Socrates’ first step, before he and Adeimantus begin building the city proper, is to discuss which “beginning” or “principle” (the word arche can mean either or both of these depending on the context, which is often ambiguous) they will look to in order to build it, and their reasons for choosing that begin- ning/principle. Here is the passage in question:

“Now then,” I said, “a city comes to be, as I believe, since each of us happens not to be self-sufficient but to be in need [endees] of many [things]. Or do you believe that any other beginning/principle [arche] founds a city?” “None [other],” he said. “In this way, therefore, as one [of us] takes on one [person], and another [takes on] another—[each one of us taking on one] for one thing, and [another] for another thing—[and all this] because of need [chreiai], since we are needing [deomenoi] many [things]—[now then,] when we have gathered many people as partners and rescuers into one settlement, as a name for this shared-settlement we put16 [down] ‘city,’ isn’t that right?” “Very much so.” “Does one [of us] give a share [of something] to one [person] and another [of us] to another, whenever he does give some share [of something]—or [again,] does one take a share [when one does take some share of something]—supposing that it is better for himself?” “Quite so.” “Come on, then,” I said, “let’s make a city in speech from the beginning/principle; and our need [chreia], as seems likely, will make it.” “Of course.” (369b7-c11)17

There are several points here worth noting. In the second chapter of An Inquiry into the Nature and Causes of the Wealth of Nations, Adam Smith famously bases his theory of the division of labor on the simple “propensity in human nature . . . to truck, barter, and exchange one thing for another” (Smith 1904, 15). Socrates begins from a more fundamental principle that explains why people are inclined to exchange. He proposes that, even after they do what they can for themselves, individuals18 are needy; it is this sort of “need” [chreia], or being “in need” [endees], or “needing” [deomenoi], that founds a shared-settlement, or “city.” The opposite of need is self-sufficiency—not needing anything from outside oneself to be complete.

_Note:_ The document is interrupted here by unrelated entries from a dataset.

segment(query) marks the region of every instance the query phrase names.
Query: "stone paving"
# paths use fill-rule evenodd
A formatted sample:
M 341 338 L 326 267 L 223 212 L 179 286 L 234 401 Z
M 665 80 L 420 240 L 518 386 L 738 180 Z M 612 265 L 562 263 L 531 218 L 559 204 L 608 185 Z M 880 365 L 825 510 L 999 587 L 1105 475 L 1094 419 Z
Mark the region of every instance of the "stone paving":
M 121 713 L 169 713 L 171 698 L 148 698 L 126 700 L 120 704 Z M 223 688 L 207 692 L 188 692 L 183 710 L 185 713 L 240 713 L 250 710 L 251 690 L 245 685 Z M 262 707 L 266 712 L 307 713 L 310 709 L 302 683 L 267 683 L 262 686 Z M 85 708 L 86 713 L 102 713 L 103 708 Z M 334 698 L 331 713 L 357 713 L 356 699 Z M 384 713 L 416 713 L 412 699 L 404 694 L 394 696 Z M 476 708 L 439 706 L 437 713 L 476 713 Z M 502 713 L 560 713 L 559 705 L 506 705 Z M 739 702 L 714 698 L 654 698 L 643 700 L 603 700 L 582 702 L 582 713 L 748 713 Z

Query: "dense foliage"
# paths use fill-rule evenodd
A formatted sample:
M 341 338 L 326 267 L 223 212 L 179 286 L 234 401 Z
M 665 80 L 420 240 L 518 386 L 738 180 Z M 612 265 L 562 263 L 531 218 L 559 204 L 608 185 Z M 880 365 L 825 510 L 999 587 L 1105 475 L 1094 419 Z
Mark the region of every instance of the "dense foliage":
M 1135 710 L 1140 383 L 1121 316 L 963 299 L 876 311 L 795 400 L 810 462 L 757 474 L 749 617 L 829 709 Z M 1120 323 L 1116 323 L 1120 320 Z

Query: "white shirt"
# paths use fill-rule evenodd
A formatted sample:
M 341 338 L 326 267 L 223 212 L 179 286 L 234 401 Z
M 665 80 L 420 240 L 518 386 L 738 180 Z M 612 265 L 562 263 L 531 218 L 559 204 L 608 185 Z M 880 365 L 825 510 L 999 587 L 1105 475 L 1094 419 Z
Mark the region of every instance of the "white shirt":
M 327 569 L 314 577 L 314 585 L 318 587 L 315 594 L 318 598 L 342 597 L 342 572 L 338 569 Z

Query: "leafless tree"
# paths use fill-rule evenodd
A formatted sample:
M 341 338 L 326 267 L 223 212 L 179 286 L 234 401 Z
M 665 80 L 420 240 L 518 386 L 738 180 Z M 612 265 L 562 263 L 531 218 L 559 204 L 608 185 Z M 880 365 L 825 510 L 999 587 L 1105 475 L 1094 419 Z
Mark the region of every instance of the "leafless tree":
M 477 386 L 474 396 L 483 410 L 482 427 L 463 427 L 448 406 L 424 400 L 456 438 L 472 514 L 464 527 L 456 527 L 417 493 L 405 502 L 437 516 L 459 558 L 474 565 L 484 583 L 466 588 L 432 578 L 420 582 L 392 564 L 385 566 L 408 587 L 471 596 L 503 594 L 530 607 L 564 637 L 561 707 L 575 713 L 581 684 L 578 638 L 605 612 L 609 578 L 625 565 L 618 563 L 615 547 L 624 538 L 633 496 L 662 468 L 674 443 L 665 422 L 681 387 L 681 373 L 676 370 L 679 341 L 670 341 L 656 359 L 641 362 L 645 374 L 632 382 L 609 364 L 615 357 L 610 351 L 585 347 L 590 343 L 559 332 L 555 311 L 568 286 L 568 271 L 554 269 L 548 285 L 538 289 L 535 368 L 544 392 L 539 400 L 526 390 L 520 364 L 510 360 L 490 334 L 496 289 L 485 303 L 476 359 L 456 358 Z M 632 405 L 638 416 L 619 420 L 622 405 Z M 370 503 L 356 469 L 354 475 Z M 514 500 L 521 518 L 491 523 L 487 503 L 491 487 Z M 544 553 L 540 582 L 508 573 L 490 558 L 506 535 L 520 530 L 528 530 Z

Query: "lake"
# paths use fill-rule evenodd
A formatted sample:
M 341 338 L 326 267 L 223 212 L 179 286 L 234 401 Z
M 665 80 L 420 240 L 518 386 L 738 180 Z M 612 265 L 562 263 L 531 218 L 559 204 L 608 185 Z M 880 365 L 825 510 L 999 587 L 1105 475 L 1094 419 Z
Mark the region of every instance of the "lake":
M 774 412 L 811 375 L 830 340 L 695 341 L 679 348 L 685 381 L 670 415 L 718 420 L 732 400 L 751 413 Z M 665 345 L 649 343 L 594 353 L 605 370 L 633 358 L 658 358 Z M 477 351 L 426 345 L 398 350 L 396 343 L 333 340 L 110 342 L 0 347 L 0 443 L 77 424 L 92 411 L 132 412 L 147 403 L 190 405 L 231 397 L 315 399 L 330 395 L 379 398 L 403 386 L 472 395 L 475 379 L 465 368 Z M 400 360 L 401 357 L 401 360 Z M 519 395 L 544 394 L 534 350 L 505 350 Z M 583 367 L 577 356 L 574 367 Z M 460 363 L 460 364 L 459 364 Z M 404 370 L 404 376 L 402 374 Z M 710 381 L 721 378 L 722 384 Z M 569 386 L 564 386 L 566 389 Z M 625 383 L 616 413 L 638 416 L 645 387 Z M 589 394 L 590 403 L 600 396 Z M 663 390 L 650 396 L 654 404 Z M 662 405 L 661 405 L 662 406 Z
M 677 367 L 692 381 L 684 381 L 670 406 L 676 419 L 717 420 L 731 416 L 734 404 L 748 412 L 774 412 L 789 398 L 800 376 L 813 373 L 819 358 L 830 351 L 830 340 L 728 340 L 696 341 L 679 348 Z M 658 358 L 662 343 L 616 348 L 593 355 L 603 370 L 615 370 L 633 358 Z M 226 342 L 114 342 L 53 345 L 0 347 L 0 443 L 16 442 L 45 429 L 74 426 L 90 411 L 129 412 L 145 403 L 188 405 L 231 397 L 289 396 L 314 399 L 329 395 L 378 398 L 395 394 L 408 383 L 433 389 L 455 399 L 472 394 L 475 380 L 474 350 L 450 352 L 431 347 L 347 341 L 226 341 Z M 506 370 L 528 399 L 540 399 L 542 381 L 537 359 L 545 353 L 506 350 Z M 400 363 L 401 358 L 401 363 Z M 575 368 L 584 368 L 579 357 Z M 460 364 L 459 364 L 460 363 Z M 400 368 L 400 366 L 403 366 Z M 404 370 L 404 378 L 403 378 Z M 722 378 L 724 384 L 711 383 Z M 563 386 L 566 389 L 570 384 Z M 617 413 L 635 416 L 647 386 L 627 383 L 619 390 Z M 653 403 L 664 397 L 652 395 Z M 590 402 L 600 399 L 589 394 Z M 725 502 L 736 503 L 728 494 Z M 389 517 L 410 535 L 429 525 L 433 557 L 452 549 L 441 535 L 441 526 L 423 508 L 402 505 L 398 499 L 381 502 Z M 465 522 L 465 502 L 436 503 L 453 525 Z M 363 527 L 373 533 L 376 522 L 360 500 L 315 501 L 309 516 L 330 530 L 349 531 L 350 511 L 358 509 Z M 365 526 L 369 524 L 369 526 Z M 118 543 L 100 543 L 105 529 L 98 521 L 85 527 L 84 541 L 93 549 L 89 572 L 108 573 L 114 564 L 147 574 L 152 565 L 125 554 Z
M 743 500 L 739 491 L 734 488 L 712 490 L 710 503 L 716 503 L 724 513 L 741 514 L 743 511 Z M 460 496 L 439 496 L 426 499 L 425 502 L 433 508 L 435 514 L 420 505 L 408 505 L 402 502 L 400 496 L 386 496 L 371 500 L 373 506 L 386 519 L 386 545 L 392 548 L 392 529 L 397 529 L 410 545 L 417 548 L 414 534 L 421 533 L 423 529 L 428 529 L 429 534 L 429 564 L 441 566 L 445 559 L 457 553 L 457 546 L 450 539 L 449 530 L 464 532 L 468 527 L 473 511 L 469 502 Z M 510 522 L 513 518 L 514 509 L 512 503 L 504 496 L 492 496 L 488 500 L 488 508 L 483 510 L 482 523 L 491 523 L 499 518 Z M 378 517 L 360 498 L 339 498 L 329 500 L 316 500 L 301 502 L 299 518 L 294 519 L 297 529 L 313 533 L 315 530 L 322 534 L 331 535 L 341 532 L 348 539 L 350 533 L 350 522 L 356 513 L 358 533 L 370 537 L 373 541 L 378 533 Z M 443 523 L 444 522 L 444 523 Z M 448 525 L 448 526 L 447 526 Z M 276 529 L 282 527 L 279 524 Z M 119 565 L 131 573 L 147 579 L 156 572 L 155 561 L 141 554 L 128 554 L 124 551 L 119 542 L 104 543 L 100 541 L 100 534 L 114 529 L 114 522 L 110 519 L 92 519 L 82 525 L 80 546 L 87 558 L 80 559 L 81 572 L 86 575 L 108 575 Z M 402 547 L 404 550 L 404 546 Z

Having identified this founding principle, Socrates explains that each needy person will look around for a variety of people who each have a specific product he needs, and he will seek to induce them to help him. These are individuals who think and make decisions for themselves. Their actions build a network of mutual assistance with no central coordination. Such assistance requires considerable proximity, so they will live near one another, producing a “shared- settlement.” Like Weber and Mises, Socrates seeks to explain social phenomena, in this case cooperation, exchange, proximate habitation, and the formation of a city, by accounting for the experiences of individual decision makers.

Needy individuals do not “rescue” one another because they are generous, however; their own need motivates them to address others’ needs through exchange (Strauss 1978, 94; Hoffe 1997, 74; McKeen 2004, 84-85). Yet even here, Socrates does not refer simply to “exchange.” Instead, he carefully breaks down the exchange relationship into its four component decisions: Person A decides to give Product a to Person B, B decides to take a from A, B decides to give Product p to A, and A decides to take p from B. Each decision is motivated by an actor’s belief that the decision will contribute to a “better” outcome for himself than if he had not made that decision. In modern terms, rational actors engage in cost-benefit analyses in order to maximize their utility through trade. When both parties agree to the same set of four decisions—to a shared plan for exchange—they contract with one another and become “partners” (koinonoi) in fulfilling both of their needs.

This does not mean, however, that every actor, confronted by the scarcity of means at his disposal, can be understood to have a fixed set of specific, ranked, competing ends and to seek out only the particular means that will most satisfy those ends, as Lionel Robbins’s influential theory of the nature of economics would have it (Robbins 1932, 12-16, 23-24). In critiquing Robbins on this point, Israel M. Kirzner draws on the “Misesian notion of human action”:

The human-action concept, unlike that of allocation and economizing, does not confine the decision-maker (or the economic analysis of his decisions) to a framework of given ends and means. Human action, in the sense developed by Mises, involves courses of action taken by the human being “to remove uneasiness” and to make himself “better off’. . . . Human action treats both tasks—that of identifying the relevant ends-means framework and that of seeking efficiency with respect to it—as a single, integrated human activity. (Kirzner 2013, 26-27)

Socrates similarly identifies only the most general of goals toward which the citizens are pushed by their need: achieving a “better” condition and avoiding worse ones (369c), “being and living” (369d), and relative ease in productive work (370a, c). Citizens in Socrates’s city evaluate their actions and other goals with reference to these, and they seek and discover both new actions and new, more specific goals that would allow these most general goals to be achieved, as we will see in the following sections.

Let us also note that, by reducing exchange to its constituent parts, Socrates isolates what we would call the demand side and the supply side of any exchange. He draws attention to the fact that supply and demand are both variable and independently variable (at least at this level of analysis), conditional on the needs and decisions of individuals.